Prove that there exists an infinite set of points \[\ldots,\,\,\,\,P_{-3},\,\,\,\,P_{-2},\,\,\,\,P_{-1},\,\,\,\,P_0,\,\,\,\,P_1,\,\,\,\,P_2,\,\,\,\,P_3,\,\,\,\,\ldots\] in the plane with the following property: For any three distinct integers $a,b,$ and $c$, points $P_a$, $P_b$, and $P_c$ are collinear if and only if $a+b+c=2014$.

Solution (Group Theory)

Consider an elliptic curve with a generator $g$, such that $g$ is not a root of $0$. By repeatedly adding $g$ to itself under the standard group operation, with can build $g, 2g, 3g, \ldots$ as well as $-g, -2g, -3g, \ldots$. If we let \[P_k = (3k-2014)g\] then we can observe that collinearity between $P_a$, $P_b$, and $P_c$ occurs only if $P_a + P_b + P_c = 0$ (by definition of the group operation), which is equivalent to $(3a-2014)g + (3b-2014)g + (3c-2014)g = (3a+3b+3c-3*2014)g = 0$, or $3a + 3b + 3c = 3*2014$, or $a + b + c = 2014$. We know that all these points $P_k$ exist because $3k-2014$ is never 0 for integer $k$, so that none of these points need to be point at infinity (the identity element of the group).

Solution 2 (Function Theory)

Consider letting $P_x$ be the point $(x, f(x))$, where $f(x) = x^3 - 2014x^2$. Then if three points $P_a, P_b, P_c$ are on the same line $y = mx + p$, they must be the solutions to the equation $x^3 - 2014x^2 = mx + p$ (i.e. the intersection of $f$ and the line).
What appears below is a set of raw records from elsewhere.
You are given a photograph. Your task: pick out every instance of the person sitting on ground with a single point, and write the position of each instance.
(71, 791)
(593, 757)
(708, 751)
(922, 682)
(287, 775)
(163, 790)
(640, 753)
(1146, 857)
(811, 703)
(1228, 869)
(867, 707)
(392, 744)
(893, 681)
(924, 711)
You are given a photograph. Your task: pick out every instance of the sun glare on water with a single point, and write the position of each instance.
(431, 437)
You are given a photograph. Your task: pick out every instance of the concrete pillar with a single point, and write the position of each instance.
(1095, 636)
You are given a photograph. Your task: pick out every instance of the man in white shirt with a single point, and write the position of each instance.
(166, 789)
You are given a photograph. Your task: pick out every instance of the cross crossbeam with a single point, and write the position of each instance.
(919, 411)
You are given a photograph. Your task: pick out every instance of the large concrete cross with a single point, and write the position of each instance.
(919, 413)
By Vieta's Formulas, the sum of the roots to this equation is 2014. Because each value of x corresponds to a different one of a, b, and c by definition of $P_x$, $a + b + c = 2014$. Conversely, if $a + b + c = 2014$, they must be the solutions to $(x-a)(x-b)(x-c) = x^3 - 2014x^2 - mx - p = 0$ for some real $m$ and $p$. Clearly, then, $P_a, P_b, P_c$ must all lie on the line $y = mx + p$. Hence, our setting $P_x = f(x)$ produces a valid infinite set of points.

Note: We could have let $f(x) = ax^3 - 2014ax^2 + bx + c$, where a, b, and c are arbitrary constants. (a is nonzero.)